GOAL
Create a set of standards to manage design at scale using reusable components and patterns.
1
Deliver high quality and consistent research, resources, tools, and operations?
2
Strengthen UX through leadership, design, and culture?
OUTCOMES & IMPACT
👍 Spearheaded building our design system from the ground up
👍 Designed platform-wide React components across 3 platforms, 8 micro-frontends, and multiple products
👍 Expanded the design system by 400%, covering components, patterns, and interaction models
👍 Accelerated UX design lead time by 30-40%
👍 Reduced UX and development rework through shared standards
👍 Elevated UX maturity across product and engineering teams
CONTENTS
1.0 Creation
Building the design system library and implement the UI components.
2.0 Contribution
A contribution model to ensure our team continues to build the design system each quarter.
3.0 Maintenance
Keeping the design system up-to-date to minimize drift
4.0 Analytics
Measuring the efficacy of the design system over time
1.0 CREATION
Why the System Exists
This design system was built to solve a scaling problem.
As Solace grew across products, platforms, and teams, UX quality became harder to sustain. Designers were spending time continually re-solving trivial problems, developers were re-implementing patterns inconsistently, and product teams lacked a shared language for decision-making.
The system’s primary goal was to operationalize good design, make quality repeatable, accessible, and measurable across the organization.
Designing for Scale
The system is a product, not a library.
That meant defining a clear vision, roadmap, and success metrics—aligned to both user experience and business outcomes. I established product principles rooted in the Solace brand and UX heuristics, ensuring the system could support highly data-dense, mission-critical workflows.
1
Get buy-in from stakeholders to allocate resources to building and maintaining the system
2
Create a vision to work towards
3
Research well-known design systems to understand what constitutes as a solid foundation
4
Build out patterns, symbols, and UI components
5
Create a design system SDLC and incorporate it into the feature SDLC
6
Evangelize the system to increase adoption and support with the broader audience
2.0 CONTRIBUTION
From building blocks to system design
After creating the basic building blocks, we needed process. We created repeatable guidelines that reduced ambiguity and sped up execution for our team. Standardizing these procedures greatly improved cross-team collaboration and reduced design lead time. In the end, these efforts helped us shift left in the Software Development Life Cycle and enabled us all to focus on bigger-picture problems.
1
Create documentation standards for the UX team so designers and developers always know what to expect
2
Create recurring meetings at the beginning of every quarter to prioritize, allocate, and size design tasks
3
Create an evaluation criteria so we know how to prioritize design system needs
4
Established a point system for design system tasks, giving teams a way to assess effort and intentionally plan work within their feature roadmaps
5
Write the tasks into the team's critical success factors to keep us accountable and democratize ownership
Our design system’s development lifecycle
The Moscow Analysis was used due to feasibility and access to user feedback
A regular quarterly contribution model for design system tasks
3.0 MAINTENANCE
Keeping the system up-to-date
As the design system scaled, maintenance surfaced as an operational gap. Many refinements to patterns emerged as small decisions during feature work that didn’t warrant formal roadmap ceremonies but still needed to be captured. To address this, I defined a lightweight maintenance process that logged, documented, and reconciled these micro-decisions, preventing the system from drifting out of sync.

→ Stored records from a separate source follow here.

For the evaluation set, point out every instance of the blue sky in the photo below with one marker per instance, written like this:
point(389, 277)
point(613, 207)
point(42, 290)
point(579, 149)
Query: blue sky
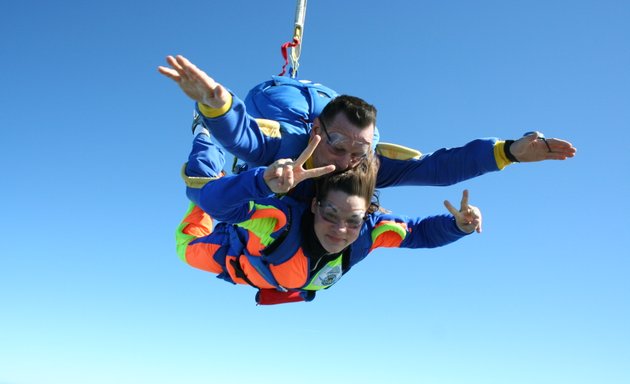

This operational foundation allowed the system to grow sustainably as teams and products expanded.
1
Create a mechanism for designers to log rapid decisions in Slack
2
Create an automated workflow that integrates multiple tools together so all the decisions are centralized in one area in a digestible manner
3
Create a recurring working period where the team updates the system together
4.0 ANALYTICS
Measuring MFE adoption
I used AI and the CASTLE framework to measure the efficacy of the design system, with a primary goal of increasing adoption across all MFEs. Starting from business goals, I defined metrics that revealed whether teams were moving away from custom components and toward the system as a single source of truth. These metrics were translated into positive and negative signals to understand the current developer landscape and how the system was actually being used. Attitudinal signals were measured through surveys, while behavioral signals focused on adoption rates and defect patterns. AI-assisted analysis helped surface trends and guide targeted system improvements.
NEXT STEPS
The system is never “done.”
It continues to evolve through analytics, user research, and close partnership with product and engineering. By treating the design system as both infrastructure and strategy, it remains adaptable to new products, technologies, and organizational needs.
This work sits at the intersection of design, operations, and leadership where systems thinking has the greatest leverage.
Design System evolution
Our next task is converting our design system to be AI consumable, then integrating Claude AI ✨ with a Figma MCP server 🤖. Our goal is to allow users to bypass the full specs and go straight to vibe coding full features through their IDE. Afterwards, testing will be done to see if the tools meet user needs and outputs are accurate and high quality.